Furthermore, in the event of failure to pay the tax bill by the deadline, late payment interest, accrued daily from the date of notification of the same, and any further expenses are due on the sums registered.
read also Tax bills scrapping deadlines 2022: by when you have to pay your tax debts.
Can tax bills be contested? If the taxpayer believes that the tax bill is illegitimate, he can contest it.
The first thing to do, in this case, is to identify the competent judge which varies based on the nature of the debt contained in the tax bill itself and specifically: you turn to the Provincial Tax Commission in whose district the body that issued the tax bill is based.
payment for tax bills requiring tax debts; you turn to the Labor Section Court of the place where the office of the body that issued the request is located for bills that refer to social security and welfare contributions (for self-employed workers the seat of the Court must be identified in the district in which the taxpayer has residence); it is necessary to contact the competent Justice of the Peace of the place where the violation was committed, however, for files concerning administrative sanctions and violations of the highway code.
If the dispute concerns the non-existence of the payment claim, it must be made not against the collection agent, but against the tax authority.
What are the deadlines for challenging a tax bill? It depends on the authority you turn to: for the first instance Tax Court of Justice the deadline is 60 days; for the ordinary labor section court the deadline is 20 days; for the ordinary Court the deadline for formal reasons is 20 days; for the ordinary court for opposition to execution there are no peremptory limits; for the Justice of the Peace the deadline is 30 days.
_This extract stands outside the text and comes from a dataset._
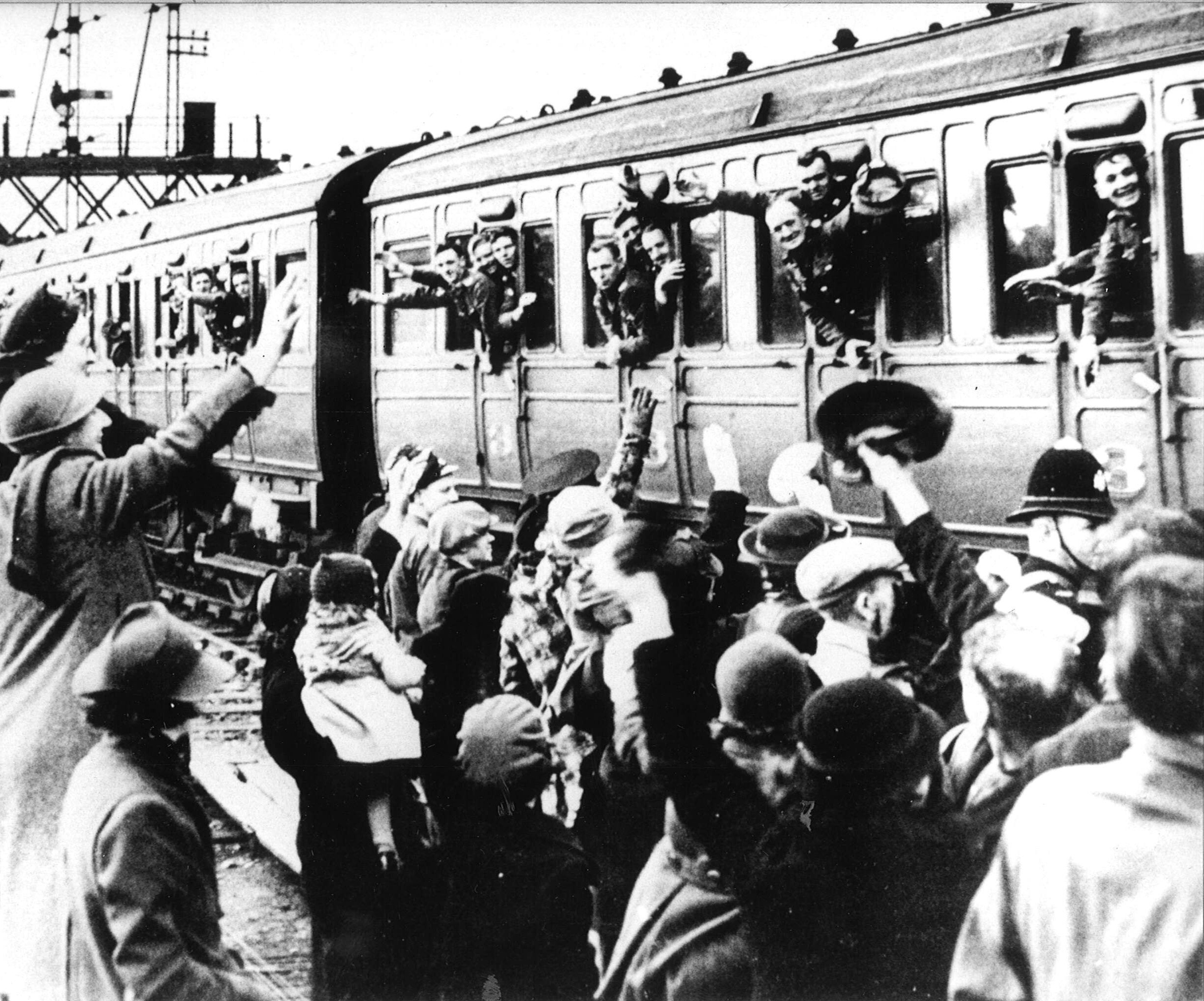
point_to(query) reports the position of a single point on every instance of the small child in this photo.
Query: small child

When tax bills become statute of limitations The statute of limitations for tax bills have never been very clear and the doubt has always been on whether they can be 5 or 10 years.
Not all tax bills have the same statute of limitations, the truth is this, because there is no univocal term.
The statute of limitations for tax bills varies based on the nature of the debt: for debts owed to the Treasury (such as VAT, Ires, Irpef) the statute of limitations is 10 years; for debts owed to local authorities (such as Imu and Tari) the statute of limitations is 5 years; for car tax the statute of limitations is 3 years.